En este sector, muchas veces olvidado o lo que es lo mismo, desdeñado porque se enfocan a personas que por equis circunstancias no pudieron acudir al aula siendo niños, hoy parece que empieza a repuntar porque según las cifras de 2023, de estar en el lugar 31 de las 32 entidades federativas, alcanzó llegar en cobertura y atención de personas, al número 24.
Podrá decirse que de todos modos se está en lo último, en la cola, para citarlo con palabras “populachas”, pero no cabe duda que este esfuerzo en el gobierno de Rutilio Escandón Cadenas a través del Instituto Chiapaneco de Educación para Jóvenes y Adultos es digno de traerlo a colación como un ejemplo de que cuando se quiere se pueden hacer las cosas.
Fueron más de cinco mil certificados de primaria y secundaria que extendió el Icheja en toda la entidad, la cifra máxima en los últimos tres años. Está claro que el factor primordial que impidió llegar a cifras semejantes fue la llegada del COVID, la pandemia que causó un retraso enorme el sector educativo, y no sólo ahí, sino en todos los rubros.
Las autoridades han tomado los resultados con reservas porque si se compara con los restantes 23 estados que están arriba de Chiapas, pues está claro que pareciera que no se trabajó.
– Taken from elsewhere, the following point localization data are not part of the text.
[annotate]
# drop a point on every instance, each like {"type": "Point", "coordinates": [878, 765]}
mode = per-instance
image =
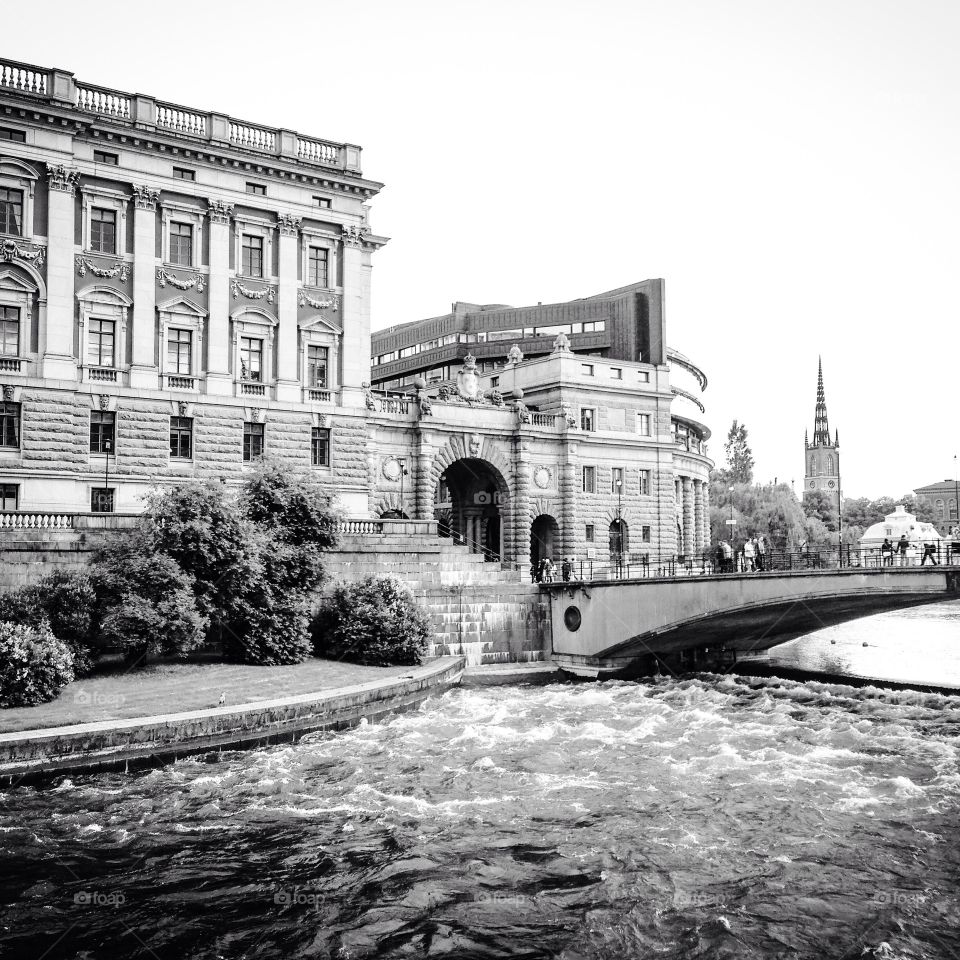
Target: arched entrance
{"type": "Point", "coordinates": [544, 539]}
{"type": "Point", "coordinates": [467, 505]}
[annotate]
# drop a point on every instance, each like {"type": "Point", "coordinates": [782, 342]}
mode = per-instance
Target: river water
{"type": "Point", "coordinates": [703, 817]}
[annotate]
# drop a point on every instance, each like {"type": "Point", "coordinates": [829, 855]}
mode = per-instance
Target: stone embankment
{"type": "Point", "coordinates": [86, 747]}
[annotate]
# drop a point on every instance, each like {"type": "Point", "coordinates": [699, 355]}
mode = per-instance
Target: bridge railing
{"type": "Point", "coordinates": [655, 566]}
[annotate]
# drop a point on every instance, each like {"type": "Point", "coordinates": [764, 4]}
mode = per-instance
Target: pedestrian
{"type": "Point", "coordinates": [902, 545]}
{"type": "Point", "coordinates": [886, 552]}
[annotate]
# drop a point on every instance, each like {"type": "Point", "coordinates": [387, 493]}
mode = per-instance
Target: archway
{"type": "Point", "coordinates": [544, 539]}
{"type": "Point", "coordinates": [467, 505]}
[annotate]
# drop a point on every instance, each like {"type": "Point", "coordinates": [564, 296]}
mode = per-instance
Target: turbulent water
{"type": "Point", "coordinates": [705, 817]}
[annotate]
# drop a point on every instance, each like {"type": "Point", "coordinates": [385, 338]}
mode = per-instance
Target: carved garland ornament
{"type": "Point", "coordinates": [251, 294]}
{"type": "Point", "coordinates": [105, 273]}
{"type": "Point", "coordinates": [14, 250]}
{"type": "Point", "coordinates": [163, 278]}
{"type": "Point", "coordinates": [305, 300]}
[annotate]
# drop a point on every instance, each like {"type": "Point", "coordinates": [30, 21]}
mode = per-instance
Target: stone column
{"type": "Point", "coordinates": [521, 500]}
{"type": "Point", "coordinates": [289, 388]}
{"type": "Point", "coordinates": [144, 370]}
{"type": "Point", "coordinates": [687, 493]}
{"type": "Point", "coordinates": [698, 543]}
{"type": "Point", "coordinates": [423, 479]}
{"type": "Point", "coordinates": [219, 378]}
{"type": "Point", "coordinates": [57, 344]}
{"type": "Point", "coordinates": [355, 356]}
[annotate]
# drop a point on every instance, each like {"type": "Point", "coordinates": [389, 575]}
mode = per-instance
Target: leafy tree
{"type": "Point", "coordinates": [739, 455]}
{"type": "Point", "coordinates": [34, 665]}
{"type": "Point", "coordinates": [375, 621]}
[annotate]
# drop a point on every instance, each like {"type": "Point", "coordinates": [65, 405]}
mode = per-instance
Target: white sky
{"type": "Point", "coordinates": [791, 170]}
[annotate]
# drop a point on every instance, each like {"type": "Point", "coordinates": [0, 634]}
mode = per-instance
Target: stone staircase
{"type": "Point", "coordinates": [487, 612]}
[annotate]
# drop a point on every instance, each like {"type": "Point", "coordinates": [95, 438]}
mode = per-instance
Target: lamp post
{"type": "Point", "coordinates": [619, 529]}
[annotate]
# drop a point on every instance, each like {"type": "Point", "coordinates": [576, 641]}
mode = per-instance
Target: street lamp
{"type": "Point", "coordinates": [619, 483]}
Sin embargo, los números son muy representativos pues significa que siete estados del país siguieron en la misma dinámica de cero resultados positivos.
El instituto implementó programas de manera presencial y en línea para que más jóvenes y adultos pudieran acceder a una educación de calidad y totalmente gratuita, y en este aspecto se rescata que se incursione en el uso de la tecnología, que, aunque sea en sus principios básicos, tiene mucho valor por el interés prestado por parte de la ciudadanía.
La autoridad educativa confirmó que los más de 5 mil educandos evaluados lograron acreditar sus exámenes para obtener su certificado del nivel básico. Insistimos, en lustros anteriores no se tenían resultados favorables en jóvenes y adultos de 15 años o más, y en niños y adolescentes de 10 a 14 años que por diversas circunstancias no pudieron iniciar, continuar o concluir con sus estudios de primaria y secundaria.
Estos niños, jóvenes y adultos son un ejemplo y deberían convertirse en la referencia de los estudiantes normalistas que, durante todo el año en lugar de estudiar, prepararse para estar frente al aula dando cátedra, contribuyendo a combatir el rezago educativo, se convierten en verdaderos hombres del terror, al causar desmanes en Palacio de Gobierno, en centros comerciales y negocios que encuentran a su paso cuando salen a “marchar pacíficamente”.
El tema es de quienes avanzan en su proceso educativo y se convierte en un testimonio valioso para poner a los normalistas en el ojo del huracán, de donde, se cree, nunca han salido. Contrario a los de la Rural Mactumactzá que les entregan más de 14 mil pesos mensuales, a estos niños, adolescentes y jóvenes no se les da un solo peso por su preparación académica, al contrario, ellos ponen su tiempo, sus recursos y su invaluable deseo de salir adelante.
Los programas Modelo de Educación para la Vida Aprende INEA, buscan que cada vez sean más las personas que puedan acceder a una educación acorde a los tiempos tecnológicos que se viven. Es decir, a través de una computadora, tableta o celular con acceso a internet, reciben su educación desde cualquier lugar y de acuerdo a sus tiempos, sin necesidad de acudir a un espacio educativo.
El Modelo Indígena Bilingüe y en la ruta de aprendizaje Aprende INEA alfabetizan en la lengua materna indígena en donde son acompañados por asesores bilingües, ya sea de manera presencial o en línea.
Ante este gran esfuerzo en este nivel educativo, no está demás que a través de nuestros medios electrónicos y del impreso, contribuyamos a invitar a quien no lo ha hecho, como buen propósito de año nuevo, que concluyan su formación educativa básica. La vida lo vale como un paso valioso e invaluable de nuestra educación y con ello, hacer frente a los desafíos que nos va deparando la vida.